Les petits soldats de la Voix du Nord

par La Brique,

Nous publions ci-dessous, sous forme du « tribune », deux articles parus dans le journal La Brique, illustrés par Albert Foolmoon [1] (Acrimed)

I. Les petits soldats de la Voix (La Brique, n°10, 8 janvier 2009, )

La ligne éditoriale du quotidien nordiste ? Précarité et faits divers ! Une journaliste fraîchement remerciée nous plonge dans les coulisses de cette presse peu recommandable...

« Nous ne prenons que les gens issus d’école de journalisme, vous commencez le 1er juillet à l’agence de Tourcoing » me signifie-t-on quand je décide de commencer l’aventure CDD. Dans cette agence, l’attaché de presse de la mairie appelle quotidiennement le chef d’agence : « Pouvez-vous passer telle photo, pour un concours à Tourcoing-plage ? ». Été oblige, les sujets se font rares, alors on engrange ce qu’on peut. Jusqu’à faire un papier sur les sites Internet des villes alentour. « Les gens veulent du pratique. Du pré-mâché », martèle le chef d’agence. Tourcoing a la plus mauvaise réputation parmi toutes les locales du journal. Ca se tire dans les pattes. Entre un journaliste syndiqué « trop zélé » et un chef d’agence qui refuse toute forme de libre pensée, la franche camaraderie n’est pas au menu.

Quand la chargée des ressources humaines (la « RH ») rappelle pour d’autres contrats, je refuse d’aller à l’agence de Calais (1 h 30 de Lille). « En 18 mois, je n’ai jamais refusé un seul contrat me soufflera une fille rencontrée à Béthune, « d’ailleurs, je n’ai jamais pris de vacances ». « Tu as refusé un contrat... et ils t’ont rappelé ? C’est rare », s’étonnait une autre précaire de Calais. Les ressources humaines en font presque un chantage : « Vous savez, nous recrutons à la fin de l’année et si vous refusez un contrat, c’est très mal vu. » La précarité, c’est être balancé d’agence en agence, ne pas connaître l’endroit où l’on débarque, changer de poste de travail quand les titulaires en ont besoin, rouler parfois une heure avant d’arriver au boulot, et recevoir les sujets de reportage sur la route... Également, la phrase fétiche de la RH, « on vous appelle dès qu’on a quelque chose », n’est valable que si nous-mêmes harcelons leurs services toutes les semaines.
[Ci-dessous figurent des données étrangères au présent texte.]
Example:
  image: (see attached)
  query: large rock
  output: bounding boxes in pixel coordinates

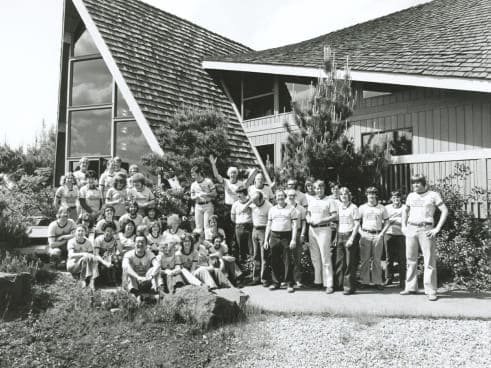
[0,272,32,320]
[163,286,245,328]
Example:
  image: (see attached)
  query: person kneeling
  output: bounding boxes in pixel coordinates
[123,233,159,302]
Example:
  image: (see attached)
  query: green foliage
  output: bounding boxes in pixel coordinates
[276,48,387,200]
[431,165,491,291]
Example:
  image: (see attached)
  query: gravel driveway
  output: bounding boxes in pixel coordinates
[211,316,491,368]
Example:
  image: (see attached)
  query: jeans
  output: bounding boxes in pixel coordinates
[252,228,271,282]
[334,233,358,291]
[360,232,384,285]
[194,202,214,234]
[406,225,437,295]
[233,223,253,264]
[309,226,333,287]
[384,234,406,289]
[269,231,293,287]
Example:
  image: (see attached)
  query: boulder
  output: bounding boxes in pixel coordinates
[163,285,245,329]
[0,272,32,320]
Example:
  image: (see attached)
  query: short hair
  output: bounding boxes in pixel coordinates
[120,218,136,235]
[101,221,116,231]
[126,200,140,211]
[131,173,145,185]
[87,170,97,179]
[227,166,239,176]
[411,174,426,185]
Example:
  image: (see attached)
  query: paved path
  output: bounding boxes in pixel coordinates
[242,286,491,320]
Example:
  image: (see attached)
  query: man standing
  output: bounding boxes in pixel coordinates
[191,166,217,234]
[400,175,448,301]
[306,180,338,294]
On m’a déjà appelé le lundi matin pour un contrat commençant l’après midi...

Cachez-moi cette grève

Par la suite, j’accepterai d’aller à Calais, de peur de rater d’autres opportunités. J’y suis restée deux semaines et trois jours, nous étions quatre précaires pour autant de titulaires. Un stagiaire (non rémunéré), un contrat de professionnalisation (payé moins que le SMIC), et deux CDD [2]. Quand on arrive sur une nouvelle agence, on ne connaît pas le tissu de l’information sur place. Et les journalistes de l’agence retouchent l’angle choisi pour un papier. À Calais, j’ai couvert le blocage du port par les pêcheurs, qui intéressait peu la rédaction. « Les calaisiens en ont rien à faire du blocage. Ce qu’ils veulent savoir, c’est ce qu’il provoque sur l’autoroute et le tunnel », souligne le chef d’agence. Alors on contrebalance le blocage du port par les dizaines de kilomètres de bouchons sur l’A16. Il faut que je sois honnête. Le journaliste qui veut traiter tel ou tel point, peut. A priori. Les titulaires sont capables d’en faire à leur tête même si le blâme n’est pas loin. Ainsi, un journaliste de Tourcoing a reçu un blâme pour avoir refusé de couvrir l’ouverture d’un Mac Donald ! Mais quand un CDD débarque dans une agence, il suit les recommandations des titulaires.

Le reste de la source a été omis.